The Scottish FA has announced heading will be banned the day before and after matches across professional football.
Clubs are also advised to limit exercises that involve repetitive heading to one weekly session.
The new guidelines come after ground-breaking research by Glasgow University’s Dr Willie Stewart.
He and his research group discovered that football players are up to three-and-half times more likely to die from brain disease and are more susceptible to diseases such as dementia.
They linked it to an excessive heading of the ball during football training and matches.
Scottish football already has guidelines in place to curb the effects of brain damage in football.
The SFA banned heading for under-12s altogether and Scotland was also one of the first countries to adopt concussion guidelines after the “if in doubt, sit them out” campaign.
Scottish FA chief executive Ian Maxwell said: “The historic University of Glasgow study (FIELD), which found an increased risk of neurodegenerative disease in retired professional footballers, compared to a matched population control group, has been a catalyst for a radical rethink of football guidance, starting in the youth game with the introduction of the heading guidelines for children between 6-17 in 2020.
“The Scottish FA said at the time that this research should shape the thinking in the adult game not just domestically, but across the world.
“I am grateful to everyone in the professional game – clubs, coaches and managers, and players – for contributing to the latest research which has culminated in these new guidelines.
“It is our intention that these guidelines will be embraced and implemented with immediate effect. The publishing of today’s guidelines represents our ongoing commitment to player welfare.”
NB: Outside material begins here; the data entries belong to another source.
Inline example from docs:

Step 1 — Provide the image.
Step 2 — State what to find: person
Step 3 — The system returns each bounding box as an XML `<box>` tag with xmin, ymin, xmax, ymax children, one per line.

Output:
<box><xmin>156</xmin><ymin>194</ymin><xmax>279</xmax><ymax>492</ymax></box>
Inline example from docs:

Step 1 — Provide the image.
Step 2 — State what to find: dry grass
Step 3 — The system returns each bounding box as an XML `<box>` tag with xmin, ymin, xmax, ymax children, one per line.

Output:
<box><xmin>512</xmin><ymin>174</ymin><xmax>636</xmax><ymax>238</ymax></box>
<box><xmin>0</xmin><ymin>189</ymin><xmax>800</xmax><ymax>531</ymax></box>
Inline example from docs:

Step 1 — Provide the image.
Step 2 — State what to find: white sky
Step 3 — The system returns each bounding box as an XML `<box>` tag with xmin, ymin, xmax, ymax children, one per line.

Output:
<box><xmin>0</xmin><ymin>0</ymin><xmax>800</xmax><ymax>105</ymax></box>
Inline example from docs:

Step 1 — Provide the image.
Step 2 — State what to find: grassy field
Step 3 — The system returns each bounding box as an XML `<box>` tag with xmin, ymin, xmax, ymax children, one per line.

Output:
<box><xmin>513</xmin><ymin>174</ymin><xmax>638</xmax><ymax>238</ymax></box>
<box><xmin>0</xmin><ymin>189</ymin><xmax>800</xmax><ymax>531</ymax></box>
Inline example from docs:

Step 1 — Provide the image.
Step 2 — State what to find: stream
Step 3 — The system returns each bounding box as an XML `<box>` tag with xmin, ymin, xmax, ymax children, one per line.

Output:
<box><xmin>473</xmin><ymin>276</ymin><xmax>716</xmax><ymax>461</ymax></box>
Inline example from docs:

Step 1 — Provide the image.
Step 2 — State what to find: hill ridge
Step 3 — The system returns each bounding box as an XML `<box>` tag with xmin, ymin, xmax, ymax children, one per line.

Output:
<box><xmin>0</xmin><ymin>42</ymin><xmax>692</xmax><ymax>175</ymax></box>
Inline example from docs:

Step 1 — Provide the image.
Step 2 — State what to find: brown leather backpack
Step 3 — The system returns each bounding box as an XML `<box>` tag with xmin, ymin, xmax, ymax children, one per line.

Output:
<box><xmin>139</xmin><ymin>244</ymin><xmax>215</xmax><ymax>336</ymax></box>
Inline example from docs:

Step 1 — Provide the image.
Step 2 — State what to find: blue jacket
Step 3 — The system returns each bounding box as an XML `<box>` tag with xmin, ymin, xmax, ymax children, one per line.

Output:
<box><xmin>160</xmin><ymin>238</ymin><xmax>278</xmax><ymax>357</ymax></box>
Dr John McLean, the chief Scottish FA medical consultant said: “It is important to reiterate that while the FIELD study was not designed to identify the causes of this increased risk, both head injury and heading have been suggested as possible contributing factors to neurodegenerative disease.
“While the research continues to develop, what we already know about heading and its effects on the brain suggests that there is measurable memory impairment lasting 24-48 hours following a series of headers.
“Brain-related proteins can be detected in blood samples for a short time after heading.
“Brain scan changes have also been reported in footballers that may be linked to heading.
“Therefore, the goal is to reduce any potential cumulative effect of heading by reducing the overall exposure to heading in training.”